TWU

Celebrations in Foodora case may be short-lived

Release date: 12/11/2018

SMH, By Michael Kaine, 12 November 2018
 
Australia has always been a trailblazer on workers’ rights and last week another significant leap forward was achieved. Food delivery platform Foodora admitted through its administrators that its delivery riders are employees not contractors and accepted the claims against it, amounting to more than $8 million in unpaid wages, superannuation and taxes.

Never before has a major company in the gig economy acknowledged its workers are employees or that it owes them minimum pay or retirement contributions.

Foodora has acknowledged its riders were employees.  The admission of culpability by Foodora is an important step forward and it shows that companies are beginning to realise that they bear a responsibility for the people who work for them. 
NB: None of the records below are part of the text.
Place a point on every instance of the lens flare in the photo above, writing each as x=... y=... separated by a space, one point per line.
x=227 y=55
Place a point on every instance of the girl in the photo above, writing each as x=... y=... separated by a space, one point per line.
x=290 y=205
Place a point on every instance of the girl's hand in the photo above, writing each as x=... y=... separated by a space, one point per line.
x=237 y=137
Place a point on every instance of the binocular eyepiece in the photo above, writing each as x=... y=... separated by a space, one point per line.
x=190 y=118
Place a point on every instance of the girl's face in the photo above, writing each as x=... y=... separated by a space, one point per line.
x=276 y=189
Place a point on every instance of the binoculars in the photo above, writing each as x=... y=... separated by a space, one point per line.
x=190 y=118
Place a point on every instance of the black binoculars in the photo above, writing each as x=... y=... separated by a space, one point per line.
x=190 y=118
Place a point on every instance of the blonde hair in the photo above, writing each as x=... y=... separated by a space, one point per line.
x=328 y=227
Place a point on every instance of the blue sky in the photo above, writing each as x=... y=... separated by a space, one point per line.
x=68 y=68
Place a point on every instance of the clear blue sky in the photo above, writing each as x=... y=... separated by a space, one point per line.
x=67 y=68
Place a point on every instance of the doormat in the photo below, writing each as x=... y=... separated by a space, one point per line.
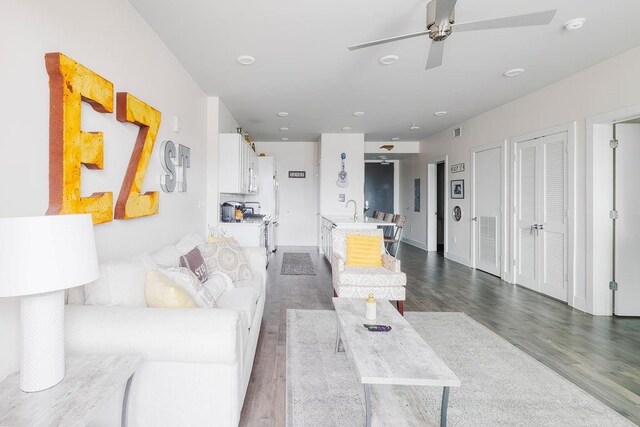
x=297 y=264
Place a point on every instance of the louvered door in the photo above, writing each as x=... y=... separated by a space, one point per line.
x=541 y=210
x=487 y=178
x=526 y=214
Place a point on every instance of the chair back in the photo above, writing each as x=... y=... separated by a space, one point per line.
x=339 y=239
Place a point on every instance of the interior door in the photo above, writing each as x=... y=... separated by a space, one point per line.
x=487 y=215
x=526 y=214
x=552 y=223
x=627 y=260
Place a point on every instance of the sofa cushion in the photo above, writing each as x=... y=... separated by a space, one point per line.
x=169 y=256
x=188 y=242
x=193 y=261
x=228 y=257
x=242 y=300
x=162 y=292
x=218 y=283
x=120 y=283
x=190 y=284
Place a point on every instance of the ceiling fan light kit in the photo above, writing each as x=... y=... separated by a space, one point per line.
x=441 y=24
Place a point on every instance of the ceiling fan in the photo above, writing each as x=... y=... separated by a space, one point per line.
x=441 y=23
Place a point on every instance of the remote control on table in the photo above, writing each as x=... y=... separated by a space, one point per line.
x=377 y=328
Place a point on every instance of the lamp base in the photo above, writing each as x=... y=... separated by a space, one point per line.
x=42 y=359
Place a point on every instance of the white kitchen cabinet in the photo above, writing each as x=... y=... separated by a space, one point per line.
x=237 y=165
x=246 y=233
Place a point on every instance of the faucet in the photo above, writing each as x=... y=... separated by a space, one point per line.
x=355 y=209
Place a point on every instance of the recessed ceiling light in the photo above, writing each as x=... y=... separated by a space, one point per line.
x=574 y=24
x=246 y=59
x=513 y=72
x=389 y=59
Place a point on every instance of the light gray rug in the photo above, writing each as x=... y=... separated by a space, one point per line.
x=297 y=264
x=501 y=385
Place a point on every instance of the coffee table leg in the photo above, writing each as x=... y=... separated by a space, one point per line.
x=443 y=409
x=337 y=335
x=367 y=404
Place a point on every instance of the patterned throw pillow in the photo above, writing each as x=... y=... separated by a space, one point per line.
x=191 y=284
x=193 y=261
x=226 y=256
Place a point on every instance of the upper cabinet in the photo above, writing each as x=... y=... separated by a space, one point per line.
x=237 y=165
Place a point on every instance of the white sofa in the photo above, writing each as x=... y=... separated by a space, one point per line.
x=197 y=361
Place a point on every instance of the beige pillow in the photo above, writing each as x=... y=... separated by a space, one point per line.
x=160 y=291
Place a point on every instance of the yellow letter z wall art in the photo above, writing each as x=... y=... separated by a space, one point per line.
x=70 y=83
x=131 y=203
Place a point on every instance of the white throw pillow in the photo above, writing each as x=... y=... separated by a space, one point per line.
x=121 y=283
x=169 y=255
x=218 y=283
x=190 y=283
x=188 y=242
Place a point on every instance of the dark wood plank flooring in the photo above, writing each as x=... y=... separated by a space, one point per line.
x=601 y=355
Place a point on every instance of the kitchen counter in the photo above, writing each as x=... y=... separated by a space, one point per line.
x=347 y=221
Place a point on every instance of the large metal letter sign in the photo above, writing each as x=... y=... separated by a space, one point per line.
x=131 y=203
x=71 y=83
x=167 y=158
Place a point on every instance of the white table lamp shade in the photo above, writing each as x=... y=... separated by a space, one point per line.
x=39 y=258
x=46 y=253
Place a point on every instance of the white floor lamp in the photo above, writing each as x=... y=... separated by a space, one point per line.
x=40 y=257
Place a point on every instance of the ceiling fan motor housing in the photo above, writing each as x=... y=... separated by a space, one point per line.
x=438 y=30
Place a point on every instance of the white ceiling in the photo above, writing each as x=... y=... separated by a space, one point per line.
x=303 y=65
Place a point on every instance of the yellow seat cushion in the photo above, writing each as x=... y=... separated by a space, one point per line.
x=162 y=292
x=364 y=251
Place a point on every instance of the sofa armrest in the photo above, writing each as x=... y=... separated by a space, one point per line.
x=391 y=263
x=160 y=334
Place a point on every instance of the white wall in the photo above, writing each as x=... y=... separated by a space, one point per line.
x=607 y=86
x=111 y=39
x=331 y=145
x=298 y=197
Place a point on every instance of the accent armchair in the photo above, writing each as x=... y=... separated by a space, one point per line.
x=385 y=282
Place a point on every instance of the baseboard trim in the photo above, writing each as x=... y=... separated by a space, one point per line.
x=579 y=303
x=458 y=259
x=414 y=243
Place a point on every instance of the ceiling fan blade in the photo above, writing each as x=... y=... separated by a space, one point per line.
x=435 y=55
x=444 y=9
x=530 y=19
x=390 y=39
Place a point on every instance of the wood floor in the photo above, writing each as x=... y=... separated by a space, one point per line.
x=601 y=355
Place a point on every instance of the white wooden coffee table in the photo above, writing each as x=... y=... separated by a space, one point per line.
x=399 y=357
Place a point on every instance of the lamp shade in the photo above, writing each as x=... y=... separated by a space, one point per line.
x=46 y=253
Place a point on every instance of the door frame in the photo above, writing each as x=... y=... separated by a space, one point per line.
x=570 y=129
x=504 y=229
x=598 y=298
x=432 y=204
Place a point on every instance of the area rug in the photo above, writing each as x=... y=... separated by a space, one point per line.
x=501 y=385
x=297 y=264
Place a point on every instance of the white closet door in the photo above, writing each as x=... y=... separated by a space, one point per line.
x=552 y=224
x=526 y=214
x=628 y=222
x=487 y=200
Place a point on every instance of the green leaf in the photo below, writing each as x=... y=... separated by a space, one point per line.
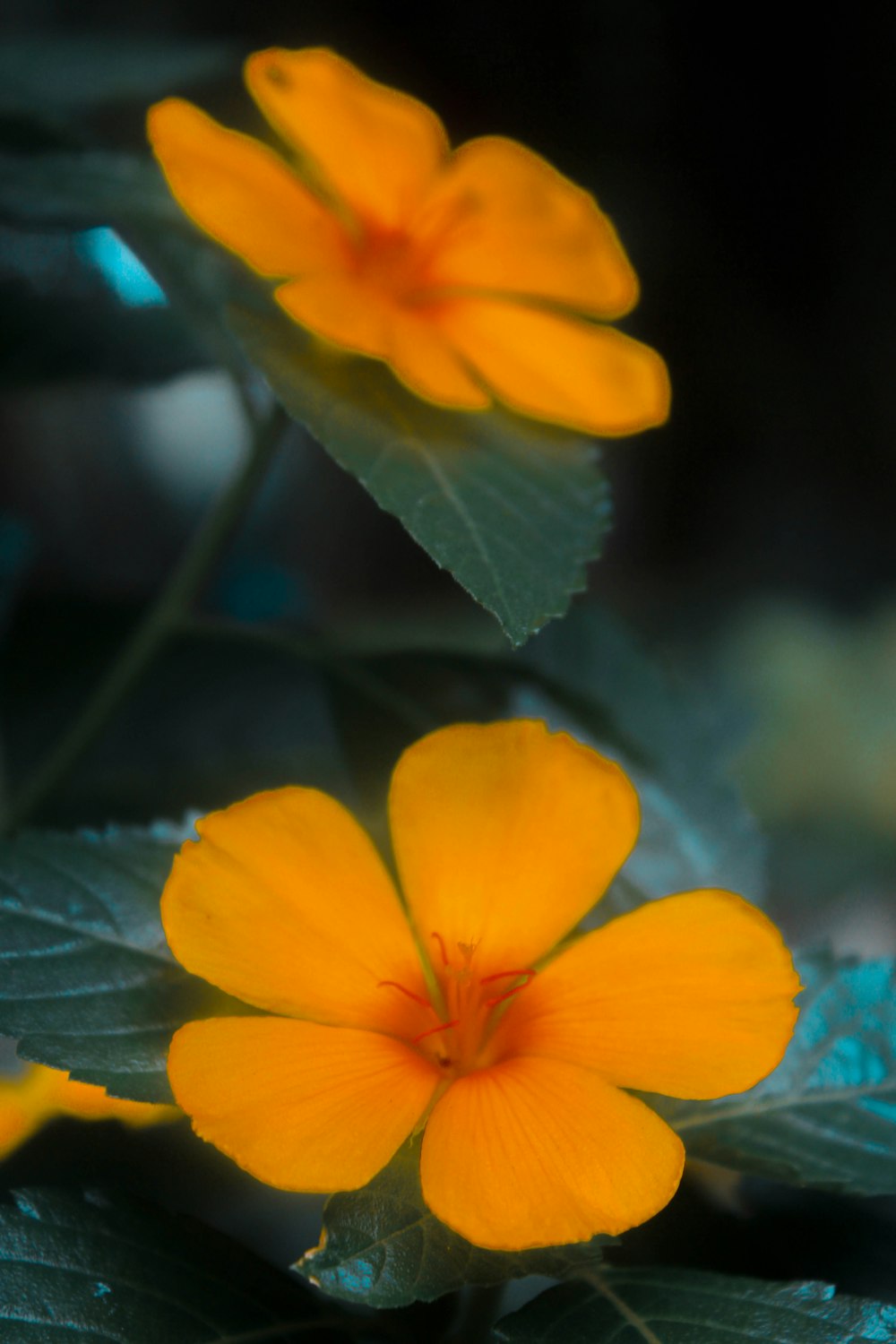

But while this win is significant and will give succour to workers around the world, its long-term effects may be stymied.
 
Gig economy companies from Uber to Deliveroo to Airtasker are no doubt examining their worker contracts to make sure they do not confer rights.
 
They may tidy up their communications to their workers and alter arrangements regarding uniforms and equipment to ensure they slide under the radar on workplace rights.
 
Even the Foodora announcement has a sting in the tail. The company may have finally owned up to years of denying its workers rights but it leaves behind a mess as it skips out of Australia.
 
Parent company, German-based Delivery Hero, has offered to throw just $3 million at its $8.2 million debts, despite making revenue forecasts of $1.2 billion just last week.
 
And it’s not just workers who have been robbed. Foodora’s administrators found the company owes almost $1 million in taxes while the report to creditors outlines that the $1.5 million bill in unpaid wages owed to riders who are Australian residents - 30 per cent of the 5000 riders - will be borne by taxpayers through government schemes.
 
This demonstrates why government needs to regulate the on-demand economy so that the swindling of workers and tax revenues ends. But we must regulate it in the right way.
 
Foodora delivery rider Josh Klooger who launched an unfair dismissal case against the company.
 
Creating new labels for workers in the on-demand economy to shoehorn them between the definition for worker and independent contractor won’t solve the problem. Companies are already knowingly breaking the rules by denying workers rights. A new label will just encourage wealthy companies to develop new ways of getting around labour standards.
 
What our system needs is flexibility to allow workers to collectivise and challenge abuses. What the Fair Work Act needs is the ability to hear cases when employers structure their businesses to rip their workforce off - regardless of what category those workers fall into.
 
The imperative to act is great since the abuses are so serious. Companies are expanding, shackling up more and more vulnerable workers to their 18th century-style conditions via apps. Our union has helped delivery riders like Rafi, left at home for weeks unable to pay his bills after breaking his ankle while delivering an order. We have spoken out for Fernando, who works rostered shifts but gets not one cent if there are no deliveries. We are representing Josh, who was unfairly sacked earlier this year for speaking out when rates for deliveries got slashed.
 
These workers need rights, not labels.
 
Australia as a pioneer for workers rights can ensure that no matter how “disruptive” the workplace ideas emanating from shiny high-rise boardrooms in wealthy tech companies, workers will have a voice and can claim their rights. This must be our legacy to future generations.
 
Michael Kaine is the national secretary of the Transport Workers’ Union.